DATA Step, Macro, Functions and more

How to delete a string of special character in character variables

Accepted Solution Solved
Reply
Frequent Contributor
Posts: 102
Accepted Solution

How to delete a string of special character in character variables

Hello SAS guys,

 

When I import the excel file into SAS, the SAS dataset has some special charater string beginning with &#, which the excel file don't have, such as " " ,"&# 8875;", "’".  How can I delete those unwanted strings. It seems there is nothing strange with excel file, however these special string shows up between the space of two words instead of blank space. Any idea is appreciated.

 

my SAS data is :

 

var1

Newton’s seconde law for particles

Newtow’s first law for particales

Region 1

13. Basic Math

4.Instruction and#&8875; Concepts

7.Vibratons#&8875;knowledge

 

 

 


Accepted Solutions
Solution
4 weeks ago
SAS Super FREQ
Posts: 9,263

Re: How to delete a string of special character in character variables

Hi:
You have to be careful how you translate them. For example, on this site:
https://www.w3schools.com/charsets/ref_utf_punctuation.asp
you can see that &#8217 is the single apostrophe or RIGHT SINGLE QUOTATION MARK you need for Newton's.

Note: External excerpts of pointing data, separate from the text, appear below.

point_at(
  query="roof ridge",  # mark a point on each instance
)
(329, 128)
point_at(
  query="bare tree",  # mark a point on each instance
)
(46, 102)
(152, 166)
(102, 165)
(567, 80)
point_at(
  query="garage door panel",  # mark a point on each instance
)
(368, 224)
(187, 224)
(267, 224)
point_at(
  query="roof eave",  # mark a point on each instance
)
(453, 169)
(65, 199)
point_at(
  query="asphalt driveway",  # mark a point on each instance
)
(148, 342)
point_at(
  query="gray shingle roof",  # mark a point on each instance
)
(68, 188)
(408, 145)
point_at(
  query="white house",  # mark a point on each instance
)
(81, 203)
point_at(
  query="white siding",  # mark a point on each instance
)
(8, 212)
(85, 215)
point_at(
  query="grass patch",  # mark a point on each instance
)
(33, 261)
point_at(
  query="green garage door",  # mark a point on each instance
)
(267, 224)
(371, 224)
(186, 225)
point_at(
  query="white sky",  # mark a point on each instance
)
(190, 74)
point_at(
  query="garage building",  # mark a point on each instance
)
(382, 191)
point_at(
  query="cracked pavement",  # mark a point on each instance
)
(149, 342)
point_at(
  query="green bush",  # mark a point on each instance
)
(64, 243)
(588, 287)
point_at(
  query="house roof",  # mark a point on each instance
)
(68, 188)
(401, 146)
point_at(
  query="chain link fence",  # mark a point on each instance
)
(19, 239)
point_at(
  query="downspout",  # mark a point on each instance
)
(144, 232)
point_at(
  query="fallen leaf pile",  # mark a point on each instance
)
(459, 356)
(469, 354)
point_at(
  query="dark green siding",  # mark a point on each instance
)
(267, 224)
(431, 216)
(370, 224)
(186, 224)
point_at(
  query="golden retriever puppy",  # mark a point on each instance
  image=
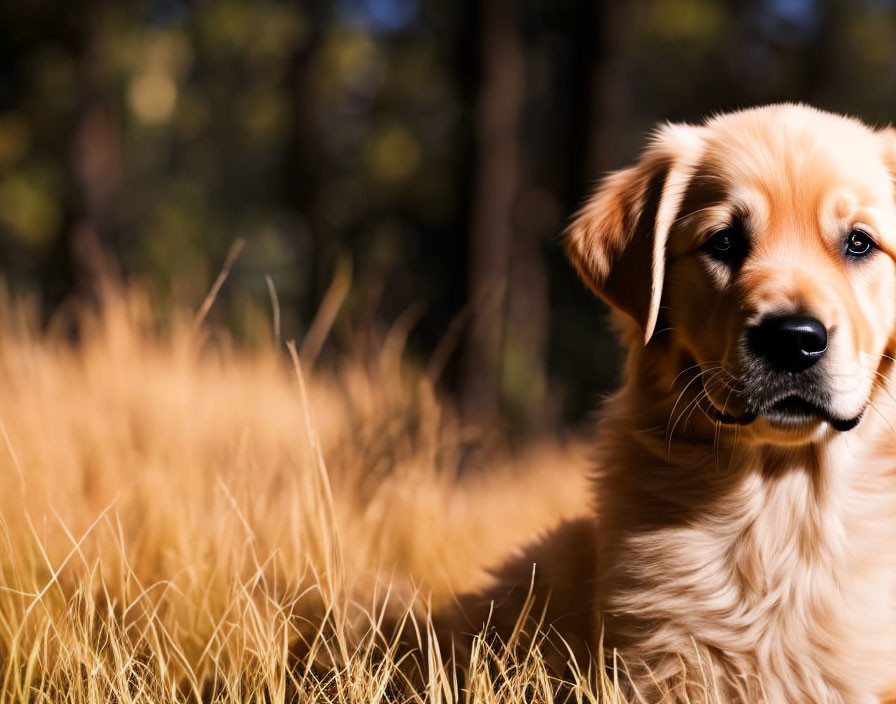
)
(744, 541)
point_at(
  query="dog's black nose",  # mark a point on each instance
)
(790, 343)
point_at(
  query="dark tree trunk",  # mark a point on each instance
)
(491, 231)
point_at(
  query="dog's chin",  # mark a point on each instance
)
(789, 419)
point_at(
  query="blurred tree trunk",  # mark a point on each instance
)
(95, 161)
(303, 168)
(613, 25)
(491, 232)
(822, 75)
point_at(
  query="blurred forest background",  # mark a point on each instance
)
(415, 158)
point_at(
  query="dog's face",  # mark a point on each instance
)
(756, 253)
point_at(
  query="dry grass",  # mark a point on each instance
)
(184, 521)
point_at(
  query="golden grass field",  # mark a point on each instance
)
(182, 520)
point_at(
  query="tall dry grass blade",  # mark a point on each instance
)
(320, 327)
(210, 297)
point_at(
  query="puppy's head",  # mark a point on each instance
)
(755, 255)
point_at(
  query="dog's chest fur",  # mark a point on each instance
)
(763, 576)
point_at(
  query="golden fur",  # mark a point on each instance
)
(734, 562)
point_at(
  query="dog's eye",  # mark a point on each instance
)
(726, 245)
(858, 244)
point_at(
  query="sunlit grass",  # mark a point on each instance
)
(182, 520)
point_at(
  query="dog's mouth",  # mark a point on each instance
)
(789, 412)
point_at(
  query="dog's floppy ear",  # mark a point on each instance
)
(617, 242)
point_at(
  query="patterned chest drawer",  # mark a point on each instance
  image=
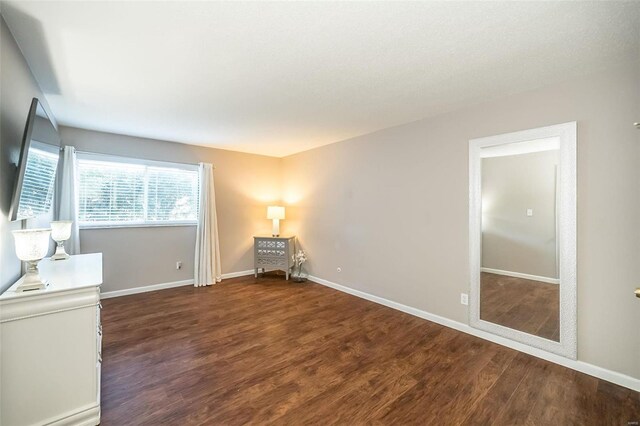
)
(273, 253)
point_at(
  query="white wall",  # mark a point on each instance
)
(391, 207)
(511, 240)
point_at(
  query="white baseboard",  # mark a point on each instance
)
(162, 286)
(583, 367)
(521, 275)
(238, 274)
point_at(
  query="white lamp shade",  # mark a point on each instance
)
(61, 230)
(275, 212)
(32, 244)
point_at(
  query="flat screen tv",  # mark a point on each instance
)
(38, 165)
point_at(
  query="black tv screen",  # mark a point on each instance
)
(38, 165)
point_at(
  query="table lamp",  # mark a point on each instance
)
(275, 213)
(31, 246)
(60, 232)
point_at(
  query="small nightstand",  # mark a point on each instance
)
(273, 253)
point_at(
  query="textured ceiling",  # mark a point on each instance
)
(279, 78)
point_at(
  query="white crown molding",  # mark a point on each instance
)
(162, 286)
(521, 275)
(583, 367)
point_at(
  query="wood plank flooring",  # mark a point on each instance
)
(266, 351)
(525, 305)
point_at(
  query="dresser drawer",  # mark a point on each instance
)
(273, 253)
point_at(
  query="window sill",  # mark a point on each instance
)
(137, 225)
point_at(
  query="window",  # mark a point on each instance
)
(116, 191)
(39, 177)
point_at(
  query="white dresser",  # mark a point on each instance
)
(50, 347)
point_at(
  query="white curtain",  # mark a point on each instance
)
(207, 261)
(69, 204)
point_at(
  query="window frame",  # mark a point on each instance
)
(94, 156)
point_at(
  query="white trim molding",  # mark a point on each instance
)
(540, 278)
(565, 134)
(583, 367)
(162, 286)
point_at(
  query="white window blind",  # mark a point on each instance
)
(117, 191)
(39, 177)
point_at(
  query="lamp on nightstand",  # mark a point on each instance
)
(275, 213)
(31, 246)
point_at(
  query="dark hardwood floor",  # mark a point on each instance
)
(525, 305)
(266, 351)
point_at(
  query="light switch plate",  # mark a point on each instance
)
(464, 298)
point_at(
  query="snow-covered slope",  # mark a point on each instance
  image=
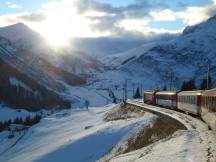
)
(182, 58)
(76, 135)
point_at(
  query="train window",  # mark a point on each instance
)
(214, 104)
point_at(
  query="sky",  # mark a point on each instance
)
(62, 19)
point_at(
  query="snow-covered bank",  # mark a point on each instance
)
(196, 144)
(76, 135)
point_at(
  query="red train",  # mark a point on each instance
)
(200, 103)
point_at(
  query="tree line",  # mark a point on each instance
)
(28, 121)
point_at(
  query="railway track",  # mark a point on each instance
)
(190, 122)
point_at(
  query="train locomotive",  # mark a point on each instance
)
(200, 103)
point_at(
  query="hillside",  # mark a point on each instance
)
(182, 58)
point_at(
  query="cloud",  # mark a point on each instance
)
(195, 15)
(164, 15)
(91, 18)
(21, 17)
(13, 5)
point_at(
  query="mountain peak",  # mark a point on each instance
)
(17, 32)
(206, 26)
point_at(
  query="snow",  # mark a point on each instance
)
(16, 82)
(197, 144)
(7, 113)
(72, 135)
(82, 135)
(188, 146)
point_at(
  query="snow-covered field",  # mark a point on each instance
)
(81, 135)
(73, 135)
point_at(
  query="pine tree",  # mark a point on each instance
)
(164, 88)
(137, 94)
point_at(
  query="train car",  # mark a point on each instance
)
(190, 102)
(167, 99)
(208, 108)
(149, 97)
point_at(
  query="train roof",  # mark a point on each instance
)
(150, 91)
(211, 92)
(166, 92)
(186, 93)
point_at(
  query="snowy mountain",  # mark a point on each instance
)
(69, 59)
(170, 62)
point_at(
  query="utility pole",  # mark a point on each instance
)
(208, 77)
(126, 90)
(133, 88)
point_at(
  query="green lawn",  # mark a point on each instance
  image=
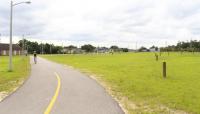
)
(138, 77)
(11, 80)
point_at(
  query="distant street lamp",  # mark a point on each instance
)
(11, 18)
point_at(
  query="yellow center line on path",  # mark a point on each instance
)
(53, 100)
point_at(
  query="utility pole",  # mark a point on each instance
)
(11, 32)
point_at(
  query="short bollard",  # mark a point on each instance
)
(164, 70)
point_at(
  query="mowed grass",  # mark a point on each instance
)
(11, 80)
(138, 77)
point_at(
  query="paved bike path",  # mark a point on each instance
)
(78, 93)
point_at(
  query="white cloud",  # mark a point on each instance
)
(106, 22)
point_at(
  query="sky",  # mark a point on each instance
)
(126, 23)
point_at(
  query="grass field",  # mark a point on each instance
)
(138, 78)
(11, 80)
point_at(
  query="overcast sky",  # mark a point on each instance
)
(104, 22)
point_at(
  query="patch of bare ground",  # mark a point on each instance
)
(127, 105)
(4, 94)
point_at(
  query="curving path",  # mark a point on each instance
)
(41, 93)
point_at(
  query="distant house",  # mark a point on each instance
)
(154, 49)
(102, 50)
(73, 50)
(4, 49)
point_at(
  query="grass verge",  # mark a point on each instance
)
(10, 81)
(136, 79)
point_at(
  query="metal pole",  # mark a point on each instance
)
(10, 47)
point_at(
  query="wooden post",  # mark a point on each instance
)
(164, 70)
(156, 55)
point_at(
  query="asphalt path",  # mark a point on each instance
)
(56, 89)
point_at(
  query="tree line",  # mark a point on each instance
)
(190, 46)
(46, 48)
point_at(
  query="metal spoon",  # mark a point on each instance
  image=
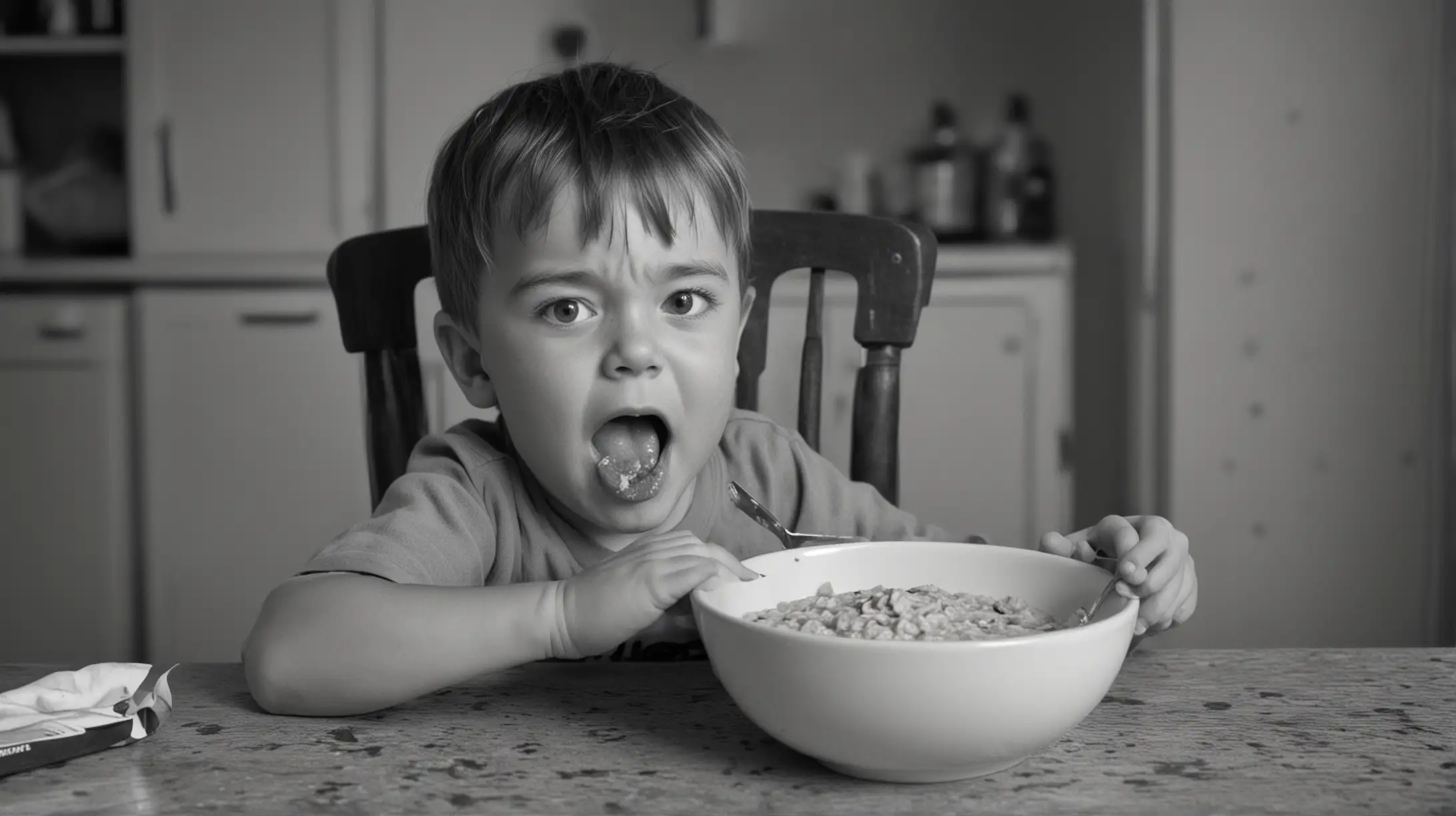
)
(1083, 617)
(759, 513)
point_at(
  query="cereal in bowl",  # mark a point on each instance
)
(923, 613)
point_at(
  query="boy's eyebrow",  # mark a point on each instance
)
(580, 277)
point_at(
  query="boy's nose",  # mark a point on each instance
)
(634, 353)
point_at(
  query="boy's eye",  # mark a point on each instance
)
(564, 312)
(687, 303)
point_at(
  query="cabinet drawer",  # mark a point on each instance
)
(57, 330)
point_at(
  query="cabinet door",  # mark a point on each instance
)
(67, 585)
(440, 61)
(983, 410)
(254, 457)
(983, 398)
(248, 126)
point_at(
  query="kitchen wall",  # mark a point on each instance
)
(814, 79)
(1307, 231)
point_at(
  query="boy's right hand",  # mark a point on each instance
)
(631, 589)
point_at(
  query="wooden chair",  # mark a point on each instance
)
(375, 277)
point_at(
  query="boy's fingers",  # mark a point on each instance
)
(1165, 613)
(1157, 538)
(681, 576)
(714, 553)
(1159, 607)
(1117, 535)
(1184, 593)
(1185, 609)
(1171, 563)
(1057, 544)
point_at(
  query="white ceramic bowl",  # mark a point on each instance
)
(915, 711)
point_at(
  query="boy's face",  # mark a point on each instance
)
(575, 340)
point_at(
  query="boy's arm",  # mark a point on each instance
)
(335, 645)
(811, 495)
(398, 605)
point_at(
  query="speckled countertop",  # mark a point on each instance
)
(1181, 732)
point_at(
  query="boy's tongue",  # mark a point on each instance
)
(628, 449)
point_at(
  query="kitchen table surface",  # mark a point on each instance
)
(1181, 732)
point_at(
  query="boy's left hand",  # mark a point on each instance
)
(1155, 564)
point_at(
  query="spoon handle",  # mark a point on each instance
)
(759, 513)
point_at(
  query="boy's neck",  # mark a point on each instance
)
(615, 541)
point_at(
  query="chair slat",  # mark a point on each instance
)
(395, 414)
(893, 264)
(811, 363)
(874, 452)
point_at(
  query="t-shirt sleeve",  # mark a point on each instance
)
(813, 496)
(430, 528)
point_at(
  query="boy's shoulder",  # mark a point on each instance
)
(469, 445)
(475, 452)
(749, 430)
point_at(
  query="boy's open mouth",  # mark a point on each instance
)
(631, 453)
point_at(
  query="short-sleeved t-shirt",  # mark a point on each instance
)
(469, 513)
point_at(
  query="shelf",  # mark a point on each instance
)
(1002, 260)
(60, 45)
(171, 270)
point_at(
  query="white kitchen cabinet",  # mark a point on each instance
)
(251, 124)
(254, 437)
(985, 394)
(67, 547)
(985, 391)
(443, 60)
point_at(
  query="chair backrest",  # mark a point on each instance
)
(893, 263)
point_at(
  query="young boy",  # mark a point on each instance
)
(590, 238)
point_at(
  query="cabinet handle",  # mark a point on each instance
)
(61, 333)
(169, 197)
(280, 318)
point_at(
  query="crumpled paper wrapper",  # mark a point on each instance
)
(69, 715)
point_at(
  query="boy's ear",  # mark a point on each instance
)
(462, 353)
(749, 293)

And the &#160, shown here: https://www.w3schools.com/charsets/ref_html_8859.asp seems to be the non-breaking space.

And the #8875 seems to be some kind of math symbol, as shown here: https://www.w3schools.com/charsets/ref_utf_math.asp.

That form &#xxxx; is an HTML entity and you can look them up on the W3C site.

You might be able to have Excel use the correct entity when it displays the value if you change the font for the sheet to a Unicode font.

Cynthia

View solution in original post


All Replies
Super User
Super User
Posts: 7,860

Re: How to delete a string of special character in character variables

What method did you use to import the data?  What version of SAS are you using.

I think this issue of some unicode characters being stored this way was fixed in a recent update.

 

You can just use TRANWRD() function to convert them.

160 (or 'A0'x) is a "non-breaking" space.  So just replace it with a space.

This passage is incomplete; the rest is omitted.